La chanson de l’olivier de San mao célébrant les voyages m’a fait penser à une réflexion de Claude Lévi-Strauss : l’anthropologie est un art de l’éloignement.
Je me suis demandé si mon intérêt pour les voyages, pour l’ethnologie et pour la pensée chinoise n’avaient pas un point commun : une sensibilité particulière pour cet art de l’éloignement qui est aussi un art de la mise en perspective où chaque pôle de la perspective tire sa valeur de son opposé.
La mise en perspective peut être provoquée par l’éloignement géographique qui permettra de mieux percevoir les singularités du pays dont on s’est éloigné. Fernand Braudel nous dit : « une semaine à Londres pour un français ne lui fera pas mieux comprendre l’Angleterre, mais il ne verra plus la France de la même manière. »
La mise en perspective peut résulter de la succession des étapes de la vie. Ainsi lorsque l’on est proche de la retraite on commence à considérer son activité professionnelle du point de vue de la retraite. Et une activité professionnelle qui fut peut-être parfois lourde commence à devenir précieuse lorsque l’on sait que l’on va la quitter.
La mise en perspective peut consister à faire surgir l’aventure ou le merveilleux dans le quotidien.
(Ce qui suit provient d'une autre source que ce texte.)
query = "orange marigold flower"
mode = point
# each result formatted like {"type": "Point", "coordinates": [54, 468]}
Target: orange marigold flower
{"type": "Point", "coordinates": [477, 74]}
Hergé en donne de nombreux exemples. On se souvient des premières vignettes de Tintin au Tibet. Tintin descend un petit chemin des Alpes pour rejoindre le confortable hôtel où il a sa chambre. Cette image d’un chemin modelé par l’homme depuis des générations avec un havre de paix à l’étape contient déjà même si elle en est l’opposé les sommets de l’Himalaya, leur nature vierge et hostile.
L’aventure qui surgit dans le quotidien c’est l’appel téléphonique que reçu Claude Lévi-Strauss un dimanche matin de l'automne 1934 par lequel Célestin Bouglé alors directeur de l’Ecole Normale Supérieure lui proposait de suivre Georges Dumas au Brésil, appel téléphonique qui devait décider de la carrière de l’ethnologue et qui fit entrer dans son appartement parisien les feux de brousse, les savanes ruisselantes de pluie et les indiens du Brésil.
Et de fait le sentiment de l’aventure et du merveilleux ne résulte t-il pas toujours de la mise en perspective de deux mondes éloignés ? Pour prendre un dernier exemple emprunté aux films de Wong Kar-Wai, le merveilleux au cœur du quotidien c’est une chambre dans un hôtel du Hong Kong des années soixante qui se transforme en fenêtre sur le futur et qui va permettre à l'étreinte de deux mains échangée dans un taxi de se répercuter dans l’avenir, de se mêler aux étoiles, l’éphémère rejoignant l’éternité.
Comme le fait remarquer la lettre du Collège de France consacrée au centième anniversaire de Claude Lévi-Strauss, l’œuvre de l’ethnologue est une réflexion sur l’éloignement, la mise en perspective, la bonne distance. Un de ses livres s’intitule d’ailleurs De près et de loin. « A bonne distance, les formes se dégagent du fouillis du réel ». On se souvient peut-être du poème où Su Dongpo disait que pour contempler la montagne il faut s’en éloigner.
Calligraphie du poème La montagne de Su Dongpo
« C’est le propre de l’anthropologie (pouvons nous ajouter de l’étude de la pensée chinoise ?) de parcourir les paysages les plus éloignés pour finalement observant le lointain nous éclairer sur le proche et nous parler de nous.
En se mettant à distance, en s’éloignant d’une culture qui est la sienne, en s’éloignant sans doute aussi de soi même c’est l’Homme tout entier que l’anthropologue tente d’embrasser du regard. »
Car cet art de l'éloignement est aussi un art du retour.
Et si nous suivons l’exhortation de Confucius : « étudier sans relâche » peut-être pourrons nous percevoir à la fois les ressemblances et les différences des différentes cultures, « percevoir la diversité comme variation et entendre le thème.»